Winter Seminar UPC TelecomBCN (January 24-31, 2017)

The aim of this course is to train students in methods of deep learning for speech and language. Recurrent Neural Networks (RNN) will be presented and analyzed in detail to understand the potential of these state of the art tools for time series processing. Engineering tips and scalability issues will be addressed to solve tasks such as machine translation, speech recognition, speech synthesis or question answering. Hands-on sessions will provide development skills so that attendees can become competent in contemporary data anlaytics tools.

Course Instructors


Antonio Bonafonte (AF)	Jose Adrián Rodríguez Fonollosa (JA)	Marta Ruiz Costa-jussà (MR)	Javier Hernando (JH)	Santiago Pascual (SP)	Elisa Sayrol (ES)	Xavier Giro-i-Nieto (XG)

Teaching assistants


Ahmad Mel	Carlos Escolano	Albert Aparicio	Manel Baradad

Organizers


UPC ETSETB TelecomBCN	UPC TALP Group	UPC Image Processing Group	Universitat Politecnica de Catalunya (UPC)

Sponsorship


Social event funded by the Tradeheader.
Computational resources have been provided by the Amazon Web Services Educate Program.
Code repos and website provided by the Github Education Program.

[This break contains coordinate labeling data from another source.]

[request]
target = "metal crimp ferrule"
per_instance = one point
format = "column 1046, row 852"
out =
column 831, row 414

If your company or organization is interested in sponsoring this course, please contact Professor Antonio Bonafonte.

Slides and Videos

Topic	Speaker	Slideshare	YouTube
D1L2 The Perceptron	SP	Slides	Video
D1L3 Convolutional Neural Networks	ES	Slides
D1L4 Basic Deep Architectures	XG	Slides	Video
D1L5 Backpropagation	ES	Slides	Video
D1L6 Training	ES	Slides	Video
D2L1 Deep Belief Networks	ES	Slides	Video
D2L2 Recurrent Neural Networks I	SP	Slides	Video
D2L3 Recurrent Neural Networks II	SP	Slides	Video
D2L4 Word Embeddings	AB	Slides	Video
D2L5 Generative Adversarial Networks	SP	Slides	Video
D2L6 Advanced Deep Architectures	XG	Slides	Video
D3L1 Language Model	MR	Slides	Video
D3L2 Speech Recognition I	AR	Slides	Video
D3L3 Speaker Identification I	JH	Slides	Video
D3L4 Neural Machine Translation I	MR	Slides	Video
D3L5 Speech Synthesis I	AB	Slides	Video
D3L6 Speech Recognition II	JA	Slides	Video
D4L1 Speaker Identification II	JH	Slides	Video
D4L2 Neural Machine Translation II	MR	Slides	Video
D4L3 Speech Synthesis II:WaveNet	AB	Slides	Video
D4L4 Multimodal Deep Learning	XG	Slides	Video
D5 Music Data Processing	JP	Slides	Video

Invited talks

This 2017 edition of the seminar will include two invited talks

Joan Serrà, from Telefonica Research.

Title: Facts and myths about deep learning.

Abstract: Deep learning has revolutionized the traditional machine learning pipeline, with impressive results in domains such as computer vision, speech analysis, or natural language processing. The concept has gone beyond research/application environments, and permeated into the mass media, news blogs, job offers, startup investors, or big company executives’ meetings. But what is behind deep learning? Why has it become so mainstream? What can we expect from it? In this talk, I will highlight a number of facts and myths that will provide a shallow answer to the previous questions. While doing that, I will also highlight various applications we have worked on at our lab. Overall, the talk wants to place a series of basic concepts, while giving ground for reflection or discussion on the topic.

Jordi Pons from the Music Technology Group of the Universitat Pompeu Fabra (UPF)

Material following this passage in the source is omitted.